Unemployment is close to 10 percent. The government is embedded in the auto, banking, housing, and insurance sectors. The president's domestic agenda hangs in the balance. Things aren't rosy on the global front, either. Public opinion has turned against the war in Afghanistan just as a major decision on troop levels must be made. The Iranians are busily working to obtain nuclear weapons. The Israeli-Palestinian conflict remains as intractable as ever. It's a dangerous world at an uncertain time, and last week the president responded by going on the Late Show with David Letterman.

It's all too apparent: Faced with the choice, President Obama prefers the comforts of celebrity to the duties of leadership. In addition to Letterman, there was his appearance on the Tonight Show with Jay Leno last March and his running commentary in the ESPN broadcast booth during baseball's All-Star game last July. You might imagine a lame-duck president making such media appearances, but not one barely nine months into his term. Obama clearly sees himself as a sort of salesman-in-chief, and considers endless speechifying and interview-giving as the best way to further his agenda. The adoring crowds, raucous applause, and obsequious press coverage that accompany his appearances are cherries on top.

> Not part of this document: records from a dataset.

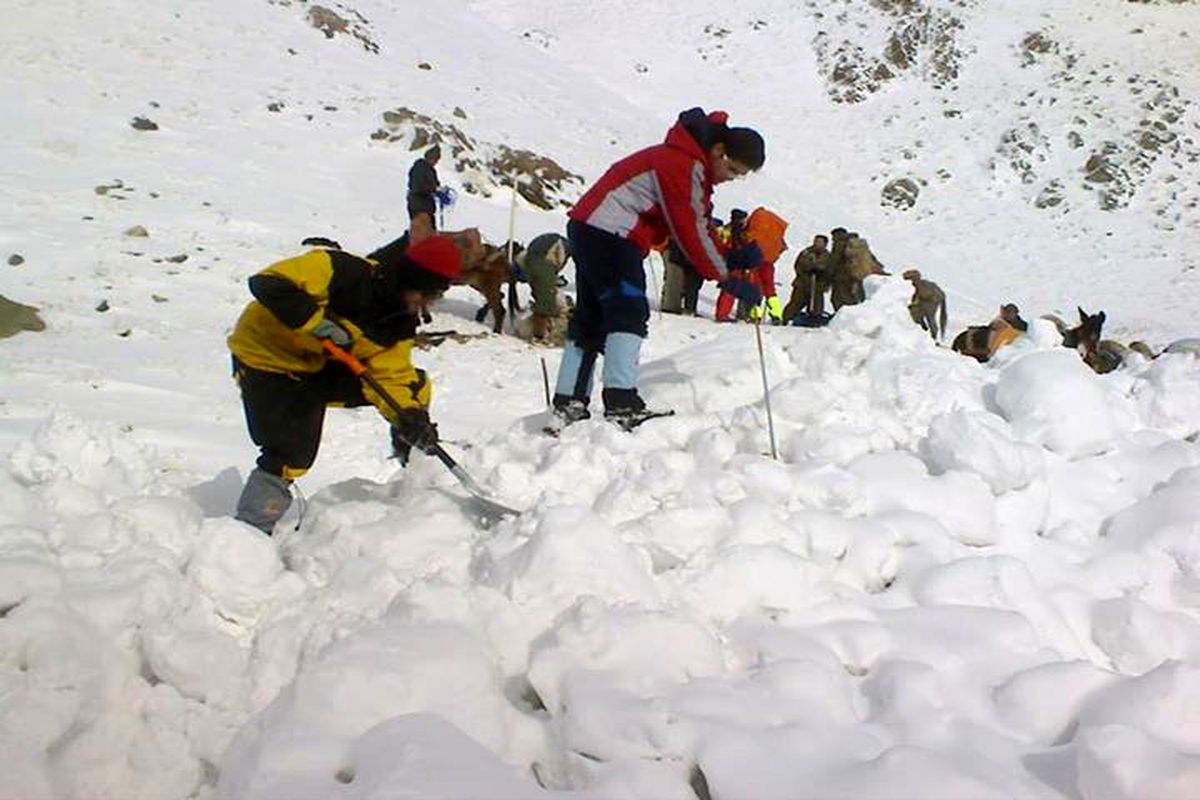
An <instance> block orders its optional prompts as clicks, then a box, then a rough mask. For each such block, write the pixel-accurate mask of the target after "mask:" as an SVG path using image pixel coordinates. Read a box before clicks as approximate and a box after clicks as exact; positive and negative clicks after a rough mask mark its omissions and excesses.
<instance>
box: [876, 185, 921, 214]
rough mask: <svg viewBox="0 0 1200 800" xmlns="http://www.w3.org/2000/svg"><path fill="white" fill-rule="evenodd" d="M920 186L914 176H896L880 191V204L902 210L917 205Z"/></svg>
mask: <svg viewBox="0 0 1200 800" xmlns="http://www.w3.org/2000/svg"><path fill="white" fill-rule="evenodd" d="M919 194H920V186H919V185H918V182H917V181H916V180H913V179H912V178H895V179H893V180H890V181H888V182H887V184H886V185H884V186H883V188H882V190H881V191H880V204H881V205H883V206H890V207H893V209H900V210H901V211H904V210H907V209H911V207H912V206H914V205H917V196H919Z"/></svg>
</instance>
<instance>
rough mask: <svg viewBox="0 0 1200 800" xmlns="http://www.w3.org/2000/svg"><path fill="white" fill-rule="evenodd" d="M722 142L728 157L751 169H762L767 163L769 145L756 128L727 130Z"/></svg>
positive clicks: (725, 129) (737, 128)
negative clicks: (762, 166) (755, 129)
mask: <svg viewBox="0 0 1200 800" xmlns="http://www.w3.org/2000/svg"><path fill="white" fill-rule="evenodd" d="M721 142H724V143H725V155H726V156H728V157H730V158H732V160H733V161H737V162H740V163H743V164H745V166H746V167H749V168H750V169H760V168H761V167H762V166H763V163H766V161H767V143H764V142H763V140H762V136H760V133H758V132H757V131H755V130H754V128H725V130H724V131H722V132H721Z"/></svg>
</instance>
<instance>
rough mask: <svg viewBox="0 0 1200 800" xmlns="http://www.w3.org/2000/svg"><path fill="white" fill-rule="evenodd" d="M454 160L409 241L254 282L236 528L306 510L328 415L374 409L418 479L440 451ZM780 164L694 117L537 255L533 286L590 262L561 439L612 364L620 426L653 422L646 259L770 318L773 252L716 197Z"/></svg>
mask: <svg viewBox="0 0 1200 800" xmlns="http://www.w3.org/2000/svg"><path fill="white" fill-rule="evenodd" d="M439 157H440V151H439V149H438V148H437V146H434V148H431V149H430V150H427V151H426V152H425V155H424V156H422V158H421V160H419V163H416V164H414V166H413V169H412V170H410V172H412V178H413V179H414V180H412V181H410V190H409V193H408V198H407V205H408V212H409V228H408V231H407V236H402V237H401V239H400V240H396V242H392V243H391V245H388V246H385V247H383V248H379V249H378V251H376V252H373V253H371V254H370V255H367V257H360V255H354V254H352V253H348V252H344V251H342V249H340V248H334V247H318V248H317V249H312V251H310V252H307V253H305V254H302V255H298V257H294V258H288V259H284V260H282V261H278V263H276V264H272V265H270V266H268V267H266V269H264V270H262V271H260V272H258V273H257V275H254V276H252V277H251V278H250V290H251V294H252V295H253V297H254V299H253V300H252V301H251V302H250V303H248V305H247V306H246V308H245V309H244V312H242V314H241V317H240V318H239V320H238V323H236V325H235V327H234V331H233V333H232V335H230V336H229V339H228V342H229V349H230V351H232V355H233V373H234V378H235V380H236V381H238V385H239V387H240V390H241V398H242V407H244V410H245V416H246V425H247V428H248V432H250V437H251V439H252V440H253V443H254V444H256V445H257V446H258V450H259V456H258V459H257V462H256V467H254V469H253V470H252V471H251V473H250V475H248V477H247V480H246V483H245V486H244V488H242V492H241V495H240V497H239V500H238V507H236V513H235V516H236V518H238V519H240V521H242V522H245V523H247V524H250V525H253V527H254V528H258V529H259V530H262V531H264V533H265V534H268V535H270V534H271V533H272V531H274V528H275V525H276V523H277V522H278V521H280V519H281V518H282V517H283V515H284V513H286V512H287V510H288V507H289V506H290V503H292V491H290V487H292V483H293V481H295V480H296V479H298V477H300V476H301V475H304V474H305V473H306V471H307V470H308V469H310V468H311V467H312V464H313V462H314V459H316V457H317V452H318V449H319V445H320V435H322V428H323V423H324V414H325V409H326V407H329V405H349V407H354V405H367V404H371V405H374V407H376V408H377V409H378V410H379V411H380V414H382V415H383V416H384V417H385V419H386V420H388V422H389V426H390V443H391V447H392V452H394V455H395V456H396V457H397V458H398V459H400V462H401V463H402V464H403V463H407V461H408V458H409V455H410V452H412V450H414V449H416V450H421V451H425V452H437V451H438V449H439V439H438V428H437V425H436V423H434V422H433V421H432V419H431V416H430V410H428V409H430V404H431V398H432V386H431V381H430V378H428V375H427V374H426V373H425V372H424V371H422V369H419V368H416V367H415V366H414V363H413V360H412V353H413V344H414V337H415V333H416V327H418V325H419V324H420V321H421V314H422V311H424V309H425V308H426V307H427V306H428V305H430V303H432V302H434V301H436V300H437V299H438V297H439V296H440V295H442V294H443V293H444V291H445V290H446V289H448V288H449V285H450V284H451V282H454V281H455V279H457V278H460V276H461V273H462V269H463V253H462V252H461V249H460V247H458V246H457V245H456V242H455V240H454V239H452V237H450V236H445V235H439V234H438V233H437V219H436V210H437V193H438V191H439V190H440V188H442V186H440V182H439V181H438V178H437V170H436V167H437V162H438V158H439ZM764 161H766V145H764V142H763V138H762V136H760V134H758V133H757V132H756V131H755V130H752V128H749V127H733V126H730V125H728V116H727V115H726V114H725V113H724V112H712V113H706V112H704V110H703V109H701V108H691V109H688V110H685V112H683V113H682V114H679V118H678V119H677V121H676V122H674V125H673V126H672V127H671V128H670V130H668V131H667V134H666V138H665V140H664V142H662V143H660V144H656V145H652V146H649V148H646V149H643V150H640V151H637V152H635V154H632V155H630V156H628V157H625V158H623V160H620V161H618V162H617V163H614V164H613V166H612V167H611V168H610V169H608V170H607V172H606V173H605V174H604V175H602V176H601V178H600V179H599V180H598V181H596V184H595V185H594V186H592V188H589V190H588V191H587V192H586V193H584V194H583V197H581V198H580V200H578V201H577V203H576V204H575V205H574V207H572V209H571V211H570V212H569V215H568V217H569V219H568V225H566V236H565V240H564V239H562V237H557V239H547V240H544V242H542V243H544V245H545V248H542V247H541V245H539V248H536V249H535V247H534V243H535V242H536V240H535V241H534V242H530V246H529V247H528V248H526V257H524V264H526V267H524V269H526V272H527V275H528V273H529V270H534V272H535V273H536V270H538V267H536V266H535V264H533V263H532V261H533V260H535V259H534V255H535V253H536V251H538V249H542V252H544V253H554V254H553V255H552V257H550V258H546V259H545V261H546V263H547V264H550V265H551V270H552V271H553V272H554V273H556V277H557V270H556V269H554V267H553V265H554V264H558V265H559V269H560V264H562V263H563V261H564V260H565V257H566V255H568V254H569V255H570V257H571V258H572V259H574V260H575V275H576V289H577V296H576V306H575V309H574V313H572V314H571V318H570V323H569V325H568V332H566V342H565V344H564V348H563V357H562V363H560V367H559V373H558V379H557V381H556V392H554V397H553V401H552V405H553V411H552V413H553V416H554V419H556V421H557V422H558V423H559V425H570V423H572V422H576V421H578V420H583V419H587V417H589V416H590V410H589V405H590V397H592V385H593V375H594V371H595V366H596V361H598V360H600V357H601V355H602V357H604V368H602V373H601V380H602V384H604V389H602V392H601V398H602V403H604V411H605V417H606V419H608V420H612V421H613V422H616V423H617V425H620V426H622V427H624V428H626V429H629V428H632V427H634V426H636V425H638V423H640V422H641V421H643V420H646V419H649V416H653V413H652V411H649V410H648V409H647V407H646V403H644V401H643V399H642V397H641V395H640V393H638V390H637V380H638V361H640V354H641V344H642V339H643V338H644V337H646V335H647V323H648V319H649V301H648V297H647V295H646V272H644V270H643V260H644V258H646V255H647V254H648V252H649V249H650V248H652V247H653V246H654V245H655V243H658V242H662V241H666V240H667V239H671V240H673V241H674V242H676V245H677V247H678V249H679V253H680V254H682V257H683V258H684V259H686V261H688V264H690V265H691V267H692V269H694V270H695V271H696V272H697V273H698V275H700V277H701V278H703V279H712V281H716V282H718V285H719V287H720V288H721V290H722V291H725V293H727V294H728V295H731V296H732V297H734V299H736V300H740V301H743V302H745V303H748V305H750V306H756V305H758V302H760V301H761V300H762V291H761V290H760V288H758V284H757V283H756V282H754V281H750V279H748V278H745V277H743V275H744V272H740V271H742V270H746V269H752V267H755V266H757V265H758V264H761V261H762V259H763V249H762V248H761V247H760V245H757V243H755V242H752V241H751V242H745V243H738V242H732V241H724V240H722V239H721V237H720V236H719V235H718V234H716V233H715V228H714V225H713V219H712V210H713V204H712V192H713V187H714V186H716V185H719V184H722V182H725V181H730V180H734V179H737V178H740V176H743V175H746V174H748V173H751V172H755V170H757V169H760V168H761V167H762V166H763V163H764ZM431 199H432V201H431ZM553 236H558V235H557V234H554V235H553ZM780 252H781V251H780ZM533 279H534V278H533V276H532V275H530V283H532V282H533ZM535 305H536V300H535ZM545 311H550V309H548V308H545ZM556 311H557V309H556ZM364 374H366V375H368V377H370V380H364V379H362V375H364Z"/></svg>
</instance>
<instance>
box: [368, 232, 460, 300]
mask: <svg viewBox="0 0 1200 800" xmlns="http://www.w3.org/2000/svg"><path fill="white" fill-rule="evenodd" d="M367 258H368V259H371V260H372V261H376V263H378V264H379V266H380V267H382V269H380V270H379V279H380V281H383V283H384V284H385V285H386V287H388V288H386V291H388V294H389V296H398V295H400V294H402V293H403V291H404V290H408V289H413V290H416V291H433V293H437V291H445V290H446V289H448V288H450V282H451V281H452V279H455V278H457V277H458V276H460V275H461V273H462V267H461V257H460V255H458V248H457V247H456V246H455V243H454V241H451V240H450V239H449V237H448V236H430V237H428V239H422V240H421V241H420V242H419V243H416V245H412V246H409V243H408V234H407V233H406V234H404V235H403V236H401V237H400V239H396V240H395V241H391V242H388V243H386V245H384V246H383V247H380V248H379V249H377V251H374V252H373V253H371V254H370V255H367Z"/></svg>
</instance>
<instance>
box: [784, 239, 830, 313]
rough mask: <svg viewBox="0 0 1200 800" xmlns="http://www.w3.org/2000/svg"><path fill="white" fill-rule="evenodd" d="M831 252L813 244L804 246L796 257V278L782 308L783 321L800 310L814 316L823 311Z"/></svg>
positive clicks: (828, 273)
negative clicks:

So, in order to pressure Congress to act on health care and "call out" all the lying racist nihilist cynics who stand in his way, Obama delivered his major address to a joint session of Congress on September 9. He followed that up with giant Si Se Puede rallies in Minnesota, Pennsylvania, and Maryland and a dizzying turn on five Sunday morning news shows. Amazingly, Obama has also found time in September to deliver a speech to the nation's schoolchildren; give major addresses on the financial crisis and climate change; and contribute remarks at Walter Cronkite's funeral. The month isn't even over yet, and the salesman-in-chief already resembles the late pitchman Billy Mays.

hope fadingThe public doesn't really seem to mind the president's omnipresence: Obama, as we are routinely informed, enjoys decent job approval ratings and higher personal ones. And, yes, he has every right to use the bully pulpit; presidents of both parties have done so to both useful and annoying ends. Nonetheless, there are plenty of reasons to be skeptical of the White House's permanent campaign. Chief among them is that presidential appearances are a lot like the money supply: The greater the quantity, the less each individual piece is worth. The public is slowly but surely tuning Obama out--look at the declining ratings for his four nationally televised press conferences. And a president who's always yukking it up is a president susceptible to gaffes. Obama may have survived his latest PR blitz unscathed, but don't forget his tasteless Special Olympics joke on Leno and his petty swipe at Nancy Reagan last December.

What's truly unusual is that the president persists in this media strategy even though it shows no signs of succeeding. Obama's job approval may be decent, but it has fallen quickly and dramatically and now hovers slightly above 50 percent in the Gallup poll. More people continue to disapprove than approve of the president's approach to health care, with significant numbers of seniors and independents turning against him. Last week's NBC News/Wall Street Journal poll showed that the Republicans have narrowed the Democrats' advantage in the congressional generic ballot to three points, the best number for the GOP since 2004. And Republicans are favored in November's elections in New Jersey and Virginia.

Obama isn't in this situation because the public doesn't see enough of him. He's in it because his policies have so far failed to produce economic recovery. He's in it because his big spending gives deficit hawks heartburn. The president and his courtiers could try to deal with such concerns, but instead they devote themselves to the nostalgic task of re-creating the conditions surrounding his storybook presidential campaign. That might satisfy Obama's vanity. But it leaves the rest of us ready to change the channel.